The London Stock Exchange (LSE) has rejected a take-over bid by US stock exchange Nasdaq.
This is the second time that the LSE has rejected advances from Nasdaq, which built up a 25 per cent stake in the LSE after a previous bid was rebuffed. The US stock exchange was offering to pay £12.43 a share in cash for the rest of the company, valuing Europe's biggest stock market at about £2.7 billion sterling (€3.9 billion).
That was 40 per cent above Nasdaq's previous offer in March but close to the level at which the second-biggest US stock market paid for most of its stake.
However, the offer was rejected as inadequate.
"Nasdaq's final offer fails to recognise the outstanding growth record and prospects of our group on a standalone basis let alone the Exchange's unique global position," chief executive Clara Furse said in a statement.

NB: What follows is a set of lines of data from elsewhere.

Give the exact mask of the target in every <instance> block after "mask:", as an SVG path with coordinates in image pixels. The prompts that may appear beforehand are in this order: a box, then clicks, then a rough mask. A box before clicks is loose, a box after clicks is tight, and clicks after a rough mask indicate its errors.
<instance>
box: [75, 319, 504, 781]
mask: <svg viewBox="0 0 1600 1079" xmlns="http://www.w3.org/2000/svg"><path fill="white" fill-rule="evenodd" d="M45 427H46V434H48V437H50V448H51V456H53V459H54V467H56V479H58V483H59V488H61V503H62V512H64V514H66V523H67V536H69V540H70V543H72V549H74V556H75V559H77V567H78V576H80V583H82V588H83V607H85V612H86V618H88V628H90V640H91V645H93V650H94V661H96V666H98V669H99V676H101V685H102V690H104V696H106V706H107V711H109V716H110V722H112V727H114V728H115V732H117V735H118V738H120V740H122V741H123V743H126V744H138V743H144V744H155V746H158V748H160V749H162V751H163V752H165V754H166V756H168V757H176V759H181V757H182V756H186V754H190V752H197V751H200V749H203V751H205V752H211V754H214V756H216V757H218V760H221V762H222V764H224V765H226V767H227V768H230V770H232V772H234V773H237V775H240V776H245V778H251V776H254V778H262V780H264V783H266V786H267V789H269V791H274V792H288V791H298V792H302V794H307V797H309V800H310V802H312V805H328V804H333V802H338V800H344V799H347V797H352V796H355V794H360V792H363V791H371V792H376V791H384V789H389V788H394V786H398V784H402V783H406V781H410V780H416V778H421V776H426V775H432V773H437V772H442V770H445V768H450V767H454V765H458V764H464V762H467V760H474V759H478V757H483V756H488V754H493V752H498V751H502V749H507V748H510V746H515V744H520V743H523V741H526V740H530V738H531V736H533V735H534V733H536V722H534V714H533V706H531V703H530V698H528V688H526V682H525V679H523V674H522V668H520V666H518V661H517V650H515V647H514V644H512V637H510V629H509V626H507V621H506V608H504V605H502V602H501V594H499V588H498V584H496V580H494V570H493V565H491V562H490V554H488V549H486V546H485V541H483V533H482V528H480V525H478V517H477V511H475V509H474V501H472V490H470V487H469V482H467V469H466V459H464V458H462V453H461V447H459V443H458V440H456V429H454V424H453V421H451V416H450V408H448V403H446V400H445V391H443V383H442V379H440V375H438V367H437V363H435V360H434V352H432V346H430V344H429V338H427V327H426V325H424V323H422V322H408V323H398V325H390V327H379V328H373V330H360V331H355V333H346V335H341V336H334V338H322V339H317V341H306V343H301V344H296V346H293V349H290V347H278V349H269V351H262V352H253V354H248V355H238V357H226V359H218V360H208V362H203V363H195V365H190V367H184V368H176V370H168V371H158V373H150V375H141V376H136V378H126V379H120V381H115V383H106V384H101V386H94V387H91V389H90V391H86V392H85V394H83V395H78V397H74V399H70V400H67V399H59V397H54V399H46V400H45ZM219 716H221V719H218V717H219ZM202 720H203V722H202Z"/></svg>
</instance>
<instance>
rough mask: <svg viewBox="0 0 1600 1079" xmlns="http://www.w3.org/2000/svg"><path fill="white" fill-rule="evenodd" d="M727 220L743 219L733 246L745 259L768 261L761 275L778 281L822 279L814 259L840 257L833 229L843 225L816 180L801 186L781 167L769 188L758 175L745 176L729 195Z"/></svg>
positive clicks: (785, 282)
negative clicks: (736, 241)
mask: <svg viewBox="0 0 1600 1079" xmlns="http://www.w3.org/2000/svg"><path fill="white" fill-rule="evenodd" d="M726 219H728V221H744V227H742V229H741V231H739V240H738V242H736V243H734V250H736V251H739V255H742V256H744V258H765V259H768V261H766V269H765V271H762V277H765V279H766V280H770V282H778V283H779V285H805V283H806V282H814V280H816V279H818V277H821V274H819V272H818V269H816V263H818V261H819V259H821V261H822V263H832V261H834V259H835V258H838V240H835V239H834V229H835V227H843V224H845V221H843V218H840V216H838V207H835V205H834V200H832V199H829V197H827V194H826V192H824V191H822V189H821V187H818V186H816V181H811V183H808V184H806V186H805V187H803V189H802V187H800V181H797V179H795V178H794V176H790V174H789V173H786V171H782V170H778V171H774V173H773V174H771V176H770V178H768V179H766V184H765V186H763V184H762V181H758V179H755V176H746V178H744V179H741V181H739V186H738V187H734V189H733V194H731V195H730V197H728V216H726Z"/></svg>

If it had been accepted, the deal would have created the world's biggest exchange by number of listings, including over 6,400 companies with a market value of $11.8 trillion (€8.6 trillion), as well as the most active exchange with an average daily volume of 7.4 billion shares traded.
The world's stock markets are rushing to consolidate, under pressure from customers to cut fees and offer global services. A group of banks added to the pressure last week by announcing plans to create their own pan-European equity trading platform next year.
The LSE has long been viewed as a takeover target because it is a relatively small company, compared with many of its rivals which have branched into other trading platforms. However, the firm has rejected approaches from all of its suitors to date.